AUTHORS: As shown in the data and as pointed out by Reviewer 1 the RT-LAMP performance even with the best primer sets clearly decreased at this low copy input condition. Differences are very apparent with the results as they are and we don’t see any benefit to decreasing the input, where stochasticity from sample input would become an even greater factor and interfere with the increasingly variable results.

Average Tt... is it ok? should it not be median and quartiles of Tt in the reporting tables?

AUTHORS: We feel the average Tt is a sufficient metric for comparing the different primer sets, and the outliers beyond the cutoff zone are already excluded from the analysis to not skew the average. Grouping tends to be very consistent for one primer set or one combination, so the median is unlikely to be different than the average, nor will the quartiles add much beyond complicating already very data-dense figures.

The conclusion is rather weak. The authors should clearly state the "winning team" and also suggest further research needs.

AUTHORS: The reviewer is correct, and we had written it to not strongly pick a certain condition or primer set. But we have update this to describe the best primer sets and conditions, see below, and have added additional discussion of the validation on real samples as described above.

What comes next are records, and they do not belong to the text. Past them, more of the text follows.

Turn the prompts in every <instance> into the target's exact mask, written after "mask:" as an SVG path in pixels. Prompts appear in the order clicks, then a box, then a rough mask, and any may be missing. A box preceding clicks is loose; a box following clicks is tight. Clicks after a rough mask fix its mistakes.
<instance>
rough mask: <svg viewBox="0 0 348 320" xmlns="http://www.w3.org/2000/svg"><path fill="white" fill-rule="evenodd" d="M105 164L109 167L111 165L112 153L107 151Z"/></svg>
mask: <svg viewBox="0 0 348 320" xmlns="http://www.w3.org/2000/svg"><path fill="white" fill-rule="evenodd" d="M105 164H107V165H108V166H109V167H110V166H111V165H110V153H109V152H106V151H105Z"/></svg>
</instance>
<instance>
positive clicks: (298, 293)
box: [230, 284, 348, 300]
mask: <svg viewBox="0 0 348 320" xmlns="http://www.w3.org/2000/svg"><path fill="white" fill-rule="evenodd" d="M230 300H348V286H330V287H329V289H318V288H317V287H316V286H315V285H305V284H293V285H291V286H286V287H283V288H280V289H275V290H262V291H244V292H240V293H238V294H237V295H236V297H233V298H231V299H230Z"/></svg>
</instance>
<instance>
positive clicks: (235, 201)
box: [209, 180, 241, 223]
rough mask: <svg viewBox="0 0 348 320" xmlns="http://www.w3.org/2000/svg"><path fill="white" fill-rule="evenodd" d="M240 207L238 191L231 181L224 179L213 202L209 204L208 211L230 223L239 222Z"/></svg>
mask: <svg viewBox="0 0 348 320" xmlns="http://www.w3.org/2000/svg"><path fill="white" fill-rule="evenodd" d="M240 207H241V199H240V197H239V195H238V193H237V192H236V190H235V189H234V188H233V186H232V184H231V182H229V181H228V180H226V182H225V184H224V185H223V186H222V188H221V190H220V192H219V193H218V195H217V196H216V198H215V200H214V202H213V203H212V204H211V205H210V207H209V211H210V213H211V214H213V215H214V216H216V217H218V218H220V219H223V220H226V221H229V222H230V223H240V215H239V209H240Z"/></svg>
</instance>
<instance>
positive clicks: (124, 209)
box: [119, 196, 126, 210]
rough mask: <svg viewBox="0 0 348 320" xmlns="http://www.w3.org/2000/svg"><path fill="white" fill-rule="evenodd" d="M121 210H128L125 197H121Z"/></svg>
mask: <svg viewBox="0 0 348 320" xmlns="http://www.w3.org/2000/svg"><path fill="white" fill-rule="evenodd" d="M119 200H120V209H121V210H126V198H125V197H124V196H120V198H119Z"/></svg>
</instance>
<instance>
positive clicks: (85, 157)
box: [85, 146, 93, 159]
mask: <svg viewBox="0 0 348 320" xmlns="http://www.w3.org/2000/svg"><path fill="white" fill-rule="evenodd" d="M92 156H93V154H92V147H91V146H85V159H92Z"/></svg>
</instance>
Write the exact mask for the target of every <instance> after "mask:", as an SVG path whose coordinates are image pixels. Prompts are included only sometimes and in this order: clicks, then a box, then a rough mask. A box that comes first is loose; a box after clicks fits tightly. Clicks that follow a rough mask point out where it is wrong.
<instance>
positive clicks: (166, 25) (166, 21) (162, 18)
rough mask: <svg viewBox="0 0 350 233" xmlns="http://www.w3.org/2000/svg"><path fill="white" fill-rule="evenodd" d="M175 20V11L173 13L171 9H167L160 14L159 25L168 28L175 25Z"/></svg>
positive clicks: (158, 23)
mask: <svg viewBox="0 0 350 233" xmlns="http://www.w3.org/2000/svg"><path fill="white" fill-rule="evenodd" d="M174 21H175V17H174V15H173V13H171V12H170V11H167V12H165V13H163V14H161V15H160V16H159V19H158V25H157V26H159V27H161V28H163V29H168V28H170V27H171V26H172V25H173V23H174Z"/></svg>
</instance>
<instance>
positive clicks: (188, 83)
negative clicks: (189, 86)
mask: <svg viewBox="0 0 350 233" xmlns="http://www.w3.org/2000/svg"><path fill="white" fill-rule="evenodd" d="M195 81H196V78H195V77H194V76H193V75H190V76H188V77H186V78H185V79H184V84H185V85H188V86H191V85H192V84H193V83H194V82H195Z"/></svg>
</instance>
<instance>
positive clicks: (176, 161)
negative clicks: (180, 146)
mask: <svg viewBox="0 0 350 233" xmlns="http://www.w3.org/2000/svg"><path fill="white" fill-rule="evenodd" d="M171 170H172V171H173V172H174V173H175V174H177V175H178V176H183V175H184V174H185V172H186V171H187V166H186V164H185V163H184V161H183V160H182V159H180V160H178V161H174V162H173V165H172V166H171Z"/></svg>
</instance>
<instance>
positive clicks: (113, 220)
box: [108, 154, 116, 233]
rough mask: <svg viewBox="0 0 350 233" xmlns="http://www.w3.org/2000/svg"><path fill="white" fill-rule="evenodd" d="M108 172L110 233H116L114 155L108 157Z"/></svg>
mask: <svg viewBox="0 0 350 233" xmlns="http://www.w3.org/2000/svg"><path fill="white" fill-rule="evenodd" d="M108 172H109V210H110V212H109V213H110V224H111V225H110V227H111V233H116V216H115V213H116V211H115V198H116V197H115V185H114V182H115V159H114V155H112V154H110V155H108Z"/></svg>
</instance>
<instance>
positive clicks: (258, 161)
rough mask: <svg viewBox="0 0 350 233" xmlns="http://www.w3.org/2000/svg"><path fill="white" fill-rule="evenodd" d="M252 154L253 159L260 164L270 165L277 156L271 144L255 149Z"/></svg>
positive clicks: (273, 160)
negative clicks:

A comparison of 4 sets of 2 primer combinations (S10+S11, S10+S12, S11+S12 and N2+E1) showed similar detection sensitivity in both M1800 and E1700 at both temperatures. We recommend these combinations and likely any combinations of these 5 sets (N2, E1, S10, S12 and S12) as most sensitive. We also tested combining 3 sets of primers into the same reaction. One group (N2+E1+As1e) seemed to give further increased detection sensitivity as we described previously [10] but not with the other group (S10+S11+S12). The use of 2 sets together consistently enhanced sensitivity and could be considered for any application where that is important, with the use of 3 primer sets a possible additional step but less likely to provide a further benefit.